Gute Erfahrungen gibt es mit einer neuen OP-Methode, vorgestellt durch Dr. Anja Brune, Neurochirurgin im Neurozentrum Bethel. Neuerdings ist es möglich, Hirntumorzellen vor der OP einzufärben. Dadurch lassen sich die Grenzen des Tumors deutlicher erkennen. Konnten bisher nur 35 Prozent der Tumore weitgehend entfernt werden, sind es nun 65 Prozent. Zwar führen die verbliebenen Zellen zum Wachstum eines neuen Tumors, doch schreitet das langsamer voran. Und die so genannten Rezidive können in der Regel erneut operiert werden. Eine Studie beweist, dass den Patienten so eine längere Lebensdauer bleibt.
In der Regel ist es die Kombination aus verschiedenen Therapien, die den Patienten am besten hilft. Häufig angewendet wird bei Hirntumoren die Strahlentherapie, die das Bielefelder Franziskus Hospital in Zusammenarbeit mit dem Neurozentrum Bethel durchführt. Bei bestimmten Voraussetzungen ist heute eine Weiterentwicklung der nuklearen Tumortherapie anwendbar, die Brachytherapie. Hierbei wird radioaktives Jod-125 „Seed“ in den Tumor implantiert. Die Strahlung erfolgt so über Wochen und Monate sehr zielgenau, die Strahlenbelastung des Patienten ist gering. Der Magdeburger Prof. Dr. Jürgen Voges kann in einer langjährigen Studie die Erfolge der Brachytherapie nachweisen. Das Neurozentrum Bethel und die Uniklinik Magdeburg kooperieren in diesen Fällen.

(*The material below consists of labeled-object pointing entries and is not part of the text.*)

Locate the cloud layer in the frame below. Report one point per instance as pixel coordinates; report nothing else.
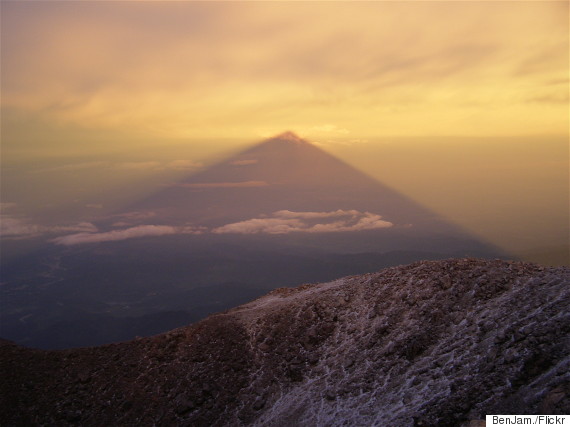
(238, 184)
(285, 221)
(128, 233)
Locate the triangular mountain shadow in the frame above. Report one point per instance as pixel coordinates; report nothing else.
(288, 173)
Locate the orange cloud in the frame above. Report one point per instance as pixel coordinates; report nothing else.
(240, 184)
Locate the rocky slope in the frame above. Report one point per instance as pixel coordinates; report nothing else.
(431, 343)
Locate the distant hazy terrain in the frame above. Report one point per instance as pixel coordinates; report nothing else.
(431, 343)
(281, 213)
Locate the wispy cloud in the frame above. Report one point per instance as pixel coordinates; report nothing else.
(128, 233)
(285, 221)
(239, 184)
(12, 227)
(244, 162)
(151, 165)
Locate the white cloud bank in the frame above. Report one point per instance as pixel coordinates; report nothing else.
(128, 233)
(285, 221)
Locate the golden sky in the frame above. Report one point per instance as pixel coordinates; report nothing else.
(324, 69)
(368, 81)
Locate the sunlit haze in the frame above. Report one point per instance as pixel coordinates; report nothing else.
(461, 106)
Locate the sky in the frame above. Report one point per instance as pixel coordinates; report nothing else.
(461, 105)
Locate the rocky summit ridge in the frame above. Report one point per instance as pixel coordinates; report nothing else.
(430, 343)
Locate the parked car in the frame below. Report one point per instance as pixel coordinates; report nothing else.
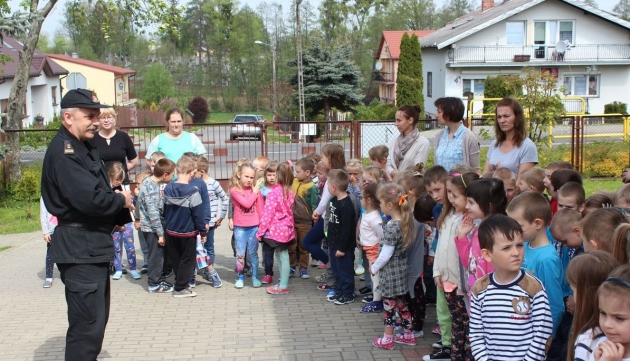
(246, 126)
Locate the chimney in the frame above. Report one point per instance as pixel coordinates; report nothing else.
(486, 5)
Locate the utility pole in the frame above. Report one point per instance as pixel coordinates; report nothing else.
(300, 70)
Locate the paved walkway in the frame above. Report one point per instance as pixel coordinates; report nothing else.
(218, 324)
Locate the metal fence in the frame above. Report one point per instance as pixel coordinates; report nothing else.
(575, 138)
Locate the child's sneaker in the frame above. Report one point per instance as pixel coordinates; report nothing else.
(380, 343)
(440, 354)
(373, 307)
(240, 282)
(359, 270)
(184, 293)
(161, 288)
(216, 280)
(276, 290)
(344, 300)
(406, 339)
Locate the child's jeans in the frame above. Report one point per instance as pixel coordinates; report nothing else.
(125, 236)
(245, 239)
(209, 245)
(343, 269)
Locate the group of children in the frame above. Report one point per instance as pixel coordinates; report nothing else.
(510, 280)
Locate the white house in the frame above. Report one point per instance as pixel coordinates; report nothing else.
(44, 88)
(586, 48)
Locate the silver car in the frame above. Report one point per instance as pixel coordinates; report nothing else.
(245, 126)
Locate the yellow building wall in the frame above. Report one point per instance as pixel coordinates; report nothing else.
(99, 81)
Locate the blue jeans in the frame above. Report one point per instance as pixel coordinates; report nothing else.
(209, 245)
(343, 269)
(311, 242)
(245, 238)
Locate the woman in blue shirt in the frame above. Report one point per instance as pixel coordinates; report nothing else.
(455, 144)
(175, 141)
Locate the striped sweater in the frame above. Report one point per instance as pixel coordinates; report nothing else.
(511, 321)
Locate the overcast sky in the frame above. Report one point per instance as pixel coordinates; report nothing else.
(54, 19)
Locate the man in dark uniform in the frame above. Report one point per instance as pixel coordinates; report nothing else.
(76, 189)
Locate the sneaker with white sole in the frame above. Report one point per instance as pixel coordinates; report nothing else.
(441, 354)
(184, 293)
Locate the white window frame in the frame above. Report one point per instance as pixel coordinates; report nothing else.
(570, 83)
(552, 31)
(523, 34)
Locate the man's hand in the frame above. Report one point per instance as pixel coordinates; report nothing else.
(128, 199)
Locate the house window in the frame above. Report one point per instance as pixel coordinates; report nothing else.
(550, 32)
(581, 85)
(53, 89)
(475, 86)
(515, 32)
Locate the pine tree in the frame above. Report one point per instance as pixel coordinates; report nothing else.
(409, 79)
(331, 80)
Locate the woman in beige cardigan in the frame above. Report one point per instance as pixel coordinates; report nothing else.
(409, 148)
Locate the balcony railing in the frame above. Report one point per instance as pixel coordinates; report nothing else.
(383, 76)
(511, 53)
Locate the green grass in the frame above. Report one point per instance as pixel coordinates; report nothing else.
(13, 215)
(592, 185)
(226, 117)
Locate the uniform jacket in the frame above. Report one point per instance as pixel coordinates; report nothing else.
(75, 188)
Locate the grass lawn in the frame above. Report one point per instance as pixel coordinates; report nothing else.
(592, 185)
(13, 215)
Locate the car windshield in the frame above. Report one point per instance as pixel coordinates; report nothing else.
(244, 120)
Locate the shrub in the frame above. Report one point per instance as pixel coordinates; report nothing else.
(615, 107)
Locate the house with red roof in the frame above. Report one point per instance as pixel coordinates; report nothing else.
(43, 93)
(387, 58)
(110, 83)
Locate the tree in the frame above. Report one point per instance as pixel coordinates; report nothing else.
(622, 9)
(540, 99)
(157, 84)
(331, 80)
(409, 79)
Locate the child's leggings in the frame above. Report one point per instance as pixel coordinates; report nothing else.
(396, 306)
(444, 317)
(245, 239)
(49, 263)
(460, 344)
(417, 305)
(126, 236)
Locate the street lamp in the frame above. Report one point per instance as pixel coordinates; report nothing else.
(273, 65)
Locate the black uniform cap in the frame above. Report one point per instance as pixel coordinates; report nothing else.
(81, 98)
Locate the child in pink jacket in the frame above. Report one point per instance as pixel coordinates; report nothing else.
(276, 226)
(485, 197)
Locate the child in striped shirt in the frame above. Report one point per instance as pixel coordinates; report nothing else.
(510, 317)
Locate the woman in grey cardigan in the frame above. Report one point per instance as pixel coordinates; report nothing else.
(409, 148)
(455, 144)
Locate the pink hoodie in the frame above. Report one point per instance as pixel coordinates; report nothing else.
(277, 217)
(470, 255)
(247, 207)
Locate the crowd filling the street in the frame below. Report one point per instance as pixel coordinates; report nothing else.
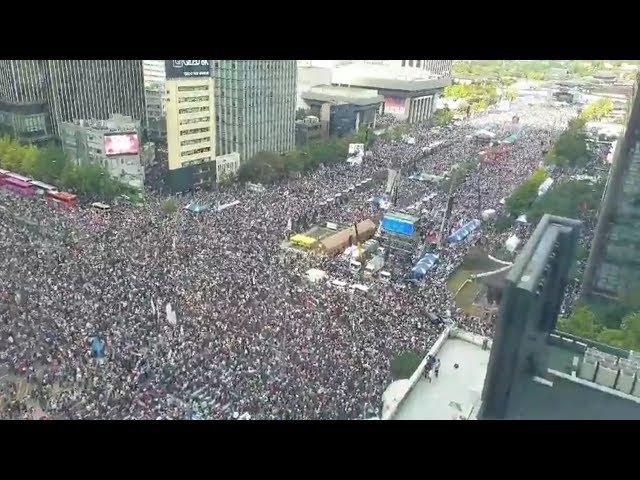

Bei der konservativen Behandlung von Hirntumoren setzen die Fachleute derzeit die meisten Hoffnungen auf das Medikament Temodal. Mehrere Studien belegen, dass eine Kombination aus Strahlentherapie und dem neuen Chemotherapeutikum das Leben der Patienten verlängern kann. Der Neuroonkologe Dr. Michael Rauch stellte eine Vielzahl aktueller Studien vor, an denen sich auch das Neurozentrum Bethel beteiligt. Eine wichtige Botschaft für Ärzte und Betroffene hatte der Gütersloher Onkologe Prof. Dr. Claus Gropp. Einmal pro Monat treffen sich niedergelassene Ärzte und Kliniker im Neuroonkologischen Arbeitskreis in Bethel. „In dieser Konferenz wird jeder Patient aus der Region besprochen,“ versichert Gropp. Wenn auch Heilung nicht möglich ist, haben die Patienten so zumindest die Gewissheit, dass sie eine optimale Therapie erhalten.